The problem with something like the Mission: Impossible franchise is that each installment tries to outdo the one before. Eventually, one of two things happens: the franchise repeats itself or it ends up going to silly extremes. (I saw you venturing into space, F9: The Fast Saga!) The latest chapter, Dead Reckoning Part One, doesn’t get to that point, but it’s so exciting and inventive in the action department that Part Two is going to have its work cut out for it.

Tom Cruise – bless his risk-taking heart – returns as Ethan Hunt. This time, his boss Kittridge (Henry Czerny) tasks him with tracking down two halves of a special key that will unlock the mysteries of a highly advanced artificial intelligence program that has grown sentient. If left to its own devices, the program’s choices will be very, very bad for the world. Don’t ask why. There’s a complicated explanation that doesn’t entirely make sense, but who cares when the intense action is coming? It’s a true MacGuffin. Helping Ethan is his team, consisting of Isla (Rebecca Ferguson), Benji (Simon Pegg), and Luther (Ving Rhames). A master pickpocket, Grace (Hayley Atwell), becomes integral to the mission, too.

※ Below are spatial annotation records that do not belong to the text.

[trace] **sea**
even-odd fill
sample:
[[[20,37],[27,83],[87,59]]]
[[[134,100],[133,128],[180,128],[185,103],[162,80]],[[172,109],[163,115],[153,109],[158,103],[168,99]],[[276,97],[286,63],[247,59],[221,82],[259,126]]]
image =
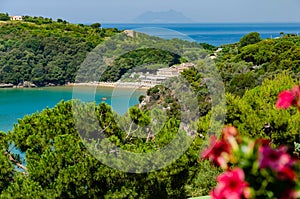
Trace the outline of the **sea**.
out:
[[[262,38],[276,38],[284,34],[300,33],[300,23],[227,23],[227,24],[102,24],[103,28],[137,30],[162,38],[181,38],[214,46],[235,43],[245,34],[259,32]],[[123,114],[128,106],[138,103],[138,97],[145,91],[124,90],[112,95],[112,88],[98,88],[93,99],[112,105]],[[61,100],[73,98],[71,87],[11,88],[0,89],[0,130],[7,132],[25,115],[54,107]],[[103,100],[106,99],[106,100]],[[113,103],[112,103],[113,100]]]
[[[245,34],[259,32],[261,38],[300,34],[300,23],[187,23],[187,24],[102,24],[103,28],[137,30],[163,38],[181,38],[214,46],[238,42]],[[165,31],[162,31],[162,30]],[[155,31],[156,30],[156,31]]]
[[[108,88],[91,86],[59,86],[44,88],[2,88],[0,89],[0,131],[12,130],[18,119],[25,115],[52,108],[60,101],[79,99],[84,102],[101,102],[113,105],[113,110],[119,114],[127,112],[128,108],[138,104],[140,95],[145,90]]]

Of course, finding those key halves requires him to go various places around the world, where he encounters a dark figure from his past named Gabriel (Esai Morales), an assassin known as Paris (Pom Klementieff), and an international arms dealer, the “White Widow” (Vanessa Kirby). As Ethan deals with them, he also attempts to outrun the government agents, led by Briggs (Shea Wigham), assigned to apprehend him due to his continual rogue status.

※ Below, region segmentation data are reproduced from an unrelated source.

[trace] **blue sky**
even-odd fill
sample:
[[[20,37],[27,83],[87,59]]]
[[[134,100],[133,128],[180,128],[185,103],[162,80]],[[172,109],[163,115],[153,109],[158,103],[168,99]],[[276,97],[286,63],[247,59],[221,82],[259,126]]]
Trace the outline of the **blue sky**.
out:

Mission: Impossible – Dead Reckoning Part One works best if you simplify the story in your own head. Trying to understand every last detail is an exercise in futility. Everybody wants the key, and the AI is bad. This is all that really matters. The joy of the movie is not in the plot, it’s in the character interactions and the elaborately staged chaos. We get deepening of the bond shared by Ethan and his teammates, a charming cat-and-mouse dynamic between Ethan and Grace, and characters putting on those amazing rubber masks to pose as other characters.

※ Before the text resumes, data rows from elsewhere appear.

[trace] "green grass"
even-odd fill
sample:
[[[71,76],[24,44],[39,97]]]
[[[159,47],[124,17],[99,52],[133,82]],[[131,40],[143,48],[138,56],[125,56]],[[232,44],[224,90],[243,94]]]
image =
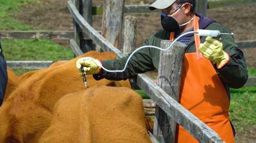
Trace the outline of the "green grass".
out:
[[[7,61],[57,61],[72,58],[70,49],[50,40],[1,40],[3,52]]]
[[[256,127],[256,87],[231,89],[230,119],[238,131],[249,126]]]
[[[0,0],[0,30],[32,30],[32,26],[23,24],[12,16],[21,6],[39,0]],[[1,42],[6,60],[68,60],[73,57],[69,48],[47,40],[5,40]],[[16,73],[27,70],[15,70]]]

Director Christopher McQuarrie doubles down on the action with a series of elongated sequences that are impressive in their conception and execution. Interestingly, most of them incorporate a little humor, making for a nice touch. A scene in an airport finds Benji forced to figure out a bunch of riddles to avoid a bomb detonation. Ethan and Grace go on a wild car chase through the streets of Rome while handcuffed together. (They take turns driving.) As seen ubiquitously in the marketing materials, we’re even treated to Cruise actually jumping a motorcycle off a cliff. And the train wreck that occurs in the finale? Let’s just say that I thought it was going to be something I’d seen before, only to happily be proven wrong.

Dead Reckoning hits the ground running and never lets up. The pace is relentless, as Ethan moves from one dangerous scenario to the next. Tom Cruise once again proves himself to be an all-time great movie star. Although playing a role, the joy and enthusiasm he has carrying out the action scenes is palpable. The hardest working man in show business is working overtime to entertain us, and he succeeds. Cruise is fully credible in this mode, as he has been for decades. Thrills are non-stop, making the 163-minute running time fly right by.

AI is a slightly goofy villain, and since this is the first half of a two-parter, you don’t get any story resolution. Not that you will remotely care. Mission: Impossible – Dead Reckoning Part One overflows with fun. We’re seven pictures into the franchise. This entry ranks near the top.


out of four

Mission: Impossible - Dead Reckoning Part One is rated PG-13 for intense sequences of violence and action, some language, and suggestive material. The running time is 2 hours and 43 minutes.